Now all roads lead to France and heavy is the tread
Of the living; but the dead returning lightly dance.
Edward Thomas, Roads

Monday, June 9, 2014

War Artist Fernand Léger

Léger in His Studio, Probably After the Great War

Fernand Léger (1881–1955) was an established French artist at the time war broke out. He had seen earlier national service and was recalled to the army in 1914 and was assigned to the Engineer Corps. He saw extensive service in the Argonne sector near Verdun for two years when he became a victim of mustard gas. His most famous war work, known as the "The Card Players" was created while he was recuperating. His style is described as a  naive, energetic modified form of cubism, with machine-like figures using flat tones of pure primary colors, black, white, and gray.

July 14, 1914
Last Work Before the Declaration of War

The Proof That the Man Descended from the Monkey, 1915

But how much of an effect did the war have on Léger? Any feelings of despair or cynicism provoked by first-hand contact with its carnage are markedly absent from the work. Léger was, in fact, invigorated by the contact with his “new companions” in the Engineer Corps—“the whole of the French people”. Then there was the “dazzling” sight of “the breech of a 75-millimetre gun which was standing uncovered in the sunlight: the magic of light on white metal.” World War One didn’t alter Léger’s take on the machine. If anything, it emboldened a sensibility already entranced by the machine’s regularity, precision, and power. Admittedly, a revived humanism did enter the work, if not always in imagery—Léger’s figures are always robots or symbols, never flesh-and-blood entities—then in spirit and reach. Compare Leger’s art with that of post-war contemporaries like Otto Dix, Max Ernst, or Max Beckmann, and Léger comes off as positively sunny. Not every artist who has experienced suffering has to suffer in the studio. Léger remained something of a utopian until the end of his days. You can’t help but think: More power to him.
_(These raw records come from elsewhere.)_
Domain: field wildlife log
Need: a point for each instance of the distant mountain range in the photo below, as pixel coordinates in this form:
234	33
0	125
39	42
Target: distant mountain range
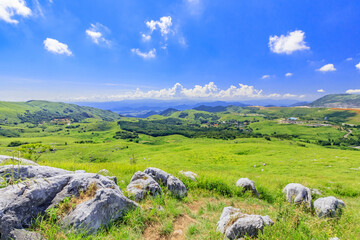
146	108
39	111
338	101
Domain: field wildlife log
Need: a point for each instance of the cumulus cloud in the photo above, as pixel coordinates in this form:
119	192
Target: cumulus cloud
56	47
206	92
96	34
145	55
327	68
145	37
353	91
358	66
10	8
288	44
164	25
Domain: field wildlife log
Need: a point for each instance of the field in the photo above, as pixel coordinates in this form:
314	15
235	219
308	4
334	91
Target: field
271	160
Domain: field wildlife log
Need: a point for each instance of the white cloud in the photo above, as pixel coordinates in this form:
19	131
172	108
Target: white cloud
96	33
353	91
206	92
182	41
327	68
288	44
358	66
145	37
10	8
145	55
56	47
164	25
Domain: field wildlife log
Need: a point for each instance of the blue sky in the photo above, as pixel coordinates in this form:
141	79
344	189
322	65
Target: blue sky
182	49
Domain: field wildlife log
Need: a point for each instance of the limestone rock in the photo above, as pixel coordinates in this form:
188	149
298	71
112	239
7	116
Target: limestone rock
297	194
21	203
328	207
247	185
235	224
107	205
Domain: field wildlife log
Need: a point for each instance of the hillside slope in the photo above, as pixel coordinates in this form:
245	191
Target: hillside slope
338	101
38	111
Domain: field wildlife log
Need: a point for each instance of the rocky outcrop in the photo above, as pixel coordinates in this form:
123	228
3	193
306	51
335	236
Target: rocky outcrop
247	185
297	193
22	161
41	190
175	186
141	184
234	224
328	207
190	175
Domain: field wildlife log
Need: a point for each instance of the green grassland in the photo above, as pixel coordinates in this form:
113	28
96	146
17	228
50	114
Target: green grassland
268	159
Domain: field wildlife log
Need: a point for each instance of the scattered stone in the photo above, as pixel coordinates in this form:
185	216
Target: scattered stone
46	187
21	161
176	187
141	184
297	194
247	185
106	206
190	175
328	207
112	178
235	224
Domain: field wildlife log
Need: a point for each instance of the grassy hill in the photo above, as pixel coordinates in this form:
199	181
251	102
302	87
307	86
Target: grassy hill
338	101
39	111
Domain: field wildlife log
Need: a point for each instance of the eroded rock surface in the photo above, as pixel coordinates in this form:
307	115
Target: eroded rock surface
22	202
234	224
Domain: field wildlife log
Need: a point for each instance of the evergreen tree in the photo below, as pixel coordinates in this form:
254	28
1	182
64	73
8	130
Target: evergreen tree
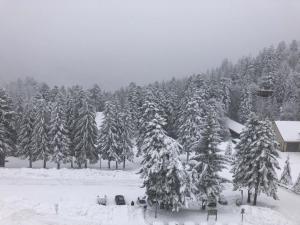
190	127
41	150
149	110
228	151
296	186
86	135
26	135
246	107
135	104
7	132
164	176
208	161
59	133
286	177
256	159
125	134
109	135
96	98
73	104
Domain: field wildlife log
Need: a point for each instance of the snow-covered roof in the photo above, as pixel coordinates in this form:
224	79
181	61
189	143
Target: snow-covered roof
234	126
289	130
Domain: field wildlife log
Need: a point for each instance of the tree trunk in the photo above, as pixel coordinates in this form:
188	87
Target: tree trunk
249	196
256	189
45	164
2	160
30	161
255	197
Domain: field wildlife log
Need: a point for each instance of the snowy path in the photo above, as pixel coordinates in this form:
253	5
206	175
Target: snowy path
289	204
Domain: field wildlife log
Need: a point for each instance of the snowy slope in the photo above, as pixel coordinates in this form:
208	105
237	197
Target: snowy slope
29	196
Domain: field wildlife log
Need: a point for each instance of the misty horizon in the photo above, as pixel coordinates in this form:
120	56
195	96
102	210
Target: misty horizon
115	43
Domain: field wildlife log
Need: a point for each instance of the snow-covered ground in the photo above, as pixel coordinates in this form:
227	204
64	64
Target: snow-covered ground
29	196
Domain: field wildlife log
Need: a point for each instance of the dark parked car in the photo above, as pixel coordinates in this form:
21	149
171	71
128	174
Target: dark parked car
222	200
120	200
141	201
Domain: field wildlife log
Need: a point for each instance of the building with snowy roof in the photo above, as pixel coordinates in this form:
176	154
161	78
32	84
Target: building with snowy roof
288	135
234	127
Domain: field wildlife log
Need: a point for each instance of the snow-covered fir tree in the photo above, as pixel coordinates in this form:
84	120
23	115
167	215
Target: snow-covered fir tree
135	104
191	124
286	177
125	134
41	142
164	176
96	98
149	110
208	161
26	135
86	133
7	132
59	139
296	186
246	107
228	151
109	135
256	159
74	102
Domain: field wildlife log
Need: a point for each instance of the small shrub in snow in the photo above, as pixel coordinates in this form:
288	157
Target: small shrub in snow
286	177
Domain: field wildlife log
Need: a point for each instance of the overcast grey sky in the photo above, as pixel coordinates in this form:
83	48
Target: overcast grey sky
113	42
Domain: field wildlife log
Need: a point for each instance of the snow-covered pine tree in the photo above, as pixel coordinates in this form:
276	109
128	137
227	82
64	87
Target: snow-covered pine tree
96	98
7	133
208	161
86	134
148	109
109	135
25	137
246	107
73	104
191	124
228	151
286	177
125	134
256	159
135	103
59	139
41	150
241	163
164	176
296	186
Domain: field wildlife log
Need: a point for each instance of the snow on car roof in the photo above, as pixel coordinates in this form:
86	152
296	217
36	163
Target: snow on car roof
233	125
289	130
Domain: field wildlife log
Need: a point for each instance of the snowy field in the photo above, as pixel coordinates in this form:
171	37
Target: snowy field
29	196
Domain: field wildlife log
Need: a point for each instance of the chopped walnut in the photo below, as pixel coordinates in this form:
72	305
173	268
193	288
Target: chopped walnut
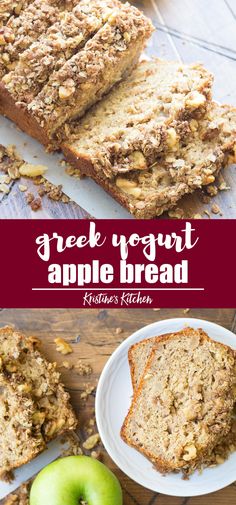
215	209
62	346
83	368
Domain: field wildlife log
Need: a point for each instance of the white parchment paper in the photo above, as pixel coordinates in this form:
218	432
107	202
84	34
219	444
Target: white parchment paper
84	192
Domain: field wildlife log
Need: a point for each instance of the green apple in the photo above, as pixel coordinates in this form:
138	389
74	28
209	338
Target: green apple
73	479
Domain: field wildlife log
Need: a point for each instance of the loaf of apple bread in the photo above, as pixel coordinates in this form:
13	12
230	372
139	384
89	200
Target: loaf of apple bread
76	52
34	406
143	116
179	415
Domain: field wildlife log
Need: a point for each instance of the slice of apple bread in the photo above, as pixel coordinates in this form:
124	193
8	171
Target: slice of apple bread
35	407
178	415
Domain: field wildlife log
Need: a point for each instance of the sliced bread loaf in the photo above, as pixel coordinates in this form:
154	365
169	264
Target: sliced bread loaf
34	404
178	415
138	356
142	116
81	72
147	193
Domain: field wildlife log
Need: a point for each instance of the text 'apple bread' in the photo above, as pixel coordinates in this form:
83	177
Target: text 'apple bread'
59	58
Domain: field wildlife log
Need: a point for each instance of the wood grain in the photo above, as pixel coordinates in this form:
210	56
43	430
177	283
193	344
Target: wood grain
93	336
188	31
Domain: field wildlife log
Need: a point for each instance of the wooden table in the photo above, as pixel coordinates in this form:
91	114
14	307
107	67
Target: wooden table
188	31
93	336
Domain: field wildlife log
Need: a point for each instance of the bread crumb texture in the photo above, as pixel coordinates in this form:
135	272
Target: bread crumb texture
182	418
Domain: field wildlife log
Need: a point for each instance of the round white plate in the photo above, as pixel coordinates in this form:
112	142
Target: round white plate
113	399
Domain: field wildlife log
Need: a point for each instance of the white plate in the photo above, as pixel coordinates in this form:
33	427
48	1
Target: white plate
112	403
89	195
26	472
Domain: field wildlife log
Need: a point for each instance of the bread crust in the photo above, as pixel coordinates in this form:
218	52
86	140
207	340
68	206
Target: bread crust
160	464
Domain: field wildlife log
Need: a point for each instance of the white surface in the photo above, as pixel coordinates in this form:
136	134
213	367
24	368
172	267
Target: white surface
112	403
27	471
85	192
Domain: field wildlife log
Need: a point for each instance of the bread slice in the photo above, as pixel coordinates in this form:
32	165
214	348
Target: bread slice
180	413
80	75
34	405
149	192
64	38
141	117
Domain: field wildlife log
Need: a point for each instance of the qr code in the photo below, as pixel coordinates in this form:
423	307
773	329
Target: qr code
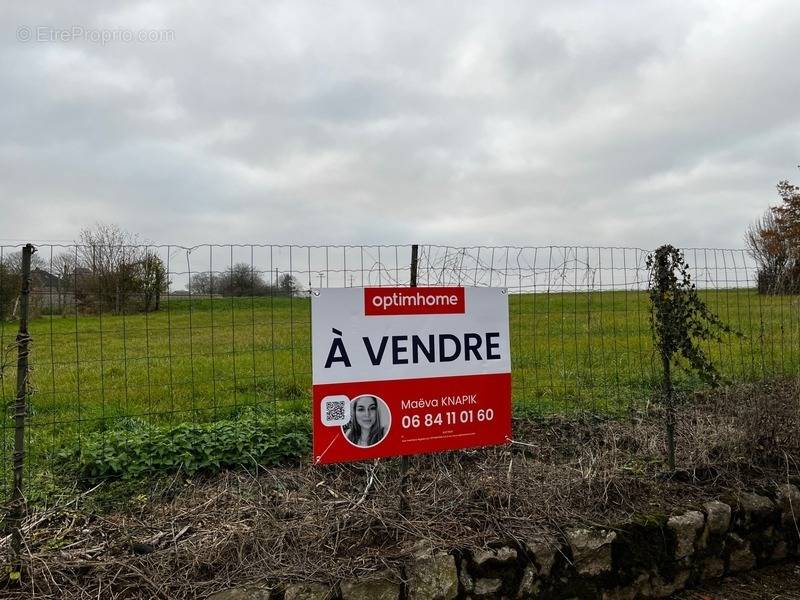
335	411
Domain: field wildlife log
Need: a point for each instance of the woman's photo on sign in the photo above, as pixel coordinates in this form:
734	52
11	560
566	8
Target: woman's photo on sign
370	420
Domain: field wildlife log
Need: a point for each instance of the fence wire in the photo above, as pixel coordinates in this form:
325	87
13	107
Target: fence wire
168	334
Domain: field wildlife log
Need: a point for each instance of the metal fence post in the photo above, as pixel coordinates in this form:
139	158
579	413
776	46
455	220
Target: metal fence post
404	459
20	411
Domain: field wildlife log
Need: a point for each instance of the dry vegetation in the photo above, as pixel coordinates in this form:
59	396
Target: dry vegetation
187	539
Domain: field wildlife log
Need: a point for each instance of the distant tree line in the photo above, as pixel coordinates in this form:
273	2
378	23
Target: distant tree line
774	242
241	279
109	270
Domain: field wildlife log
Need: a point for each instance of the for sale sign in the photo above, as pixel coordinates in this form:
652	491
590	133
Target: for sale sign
409	370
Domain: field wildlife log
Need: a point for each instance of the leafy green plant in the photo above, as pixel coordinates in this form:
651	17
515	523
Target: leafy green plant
132	452
679	321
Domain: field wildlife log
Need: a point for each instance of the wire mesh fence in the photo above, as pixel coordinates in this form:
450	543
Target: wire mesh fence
168	334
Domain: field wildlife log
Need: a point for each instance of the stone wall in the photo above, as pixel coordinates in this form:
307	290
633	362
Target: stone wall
652	556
Commentary by Mario Naves in his blog Too Much Art

The Card Party, 1917

The Plane Crash, ?

Léger consistently embraced an industrial style for the rest of his career. He took refuge 1940–45 in the USA, where he started to make compositions of divers, acrobats, and cyclists. Returning in 1945 to France, became a communist, and in his last years was active not only as a painter but as designer for the ballet and of polychrome sculpture in ceramic, mosaics, and stained glass. Léger died at Gif-sur-Yvette in 1955.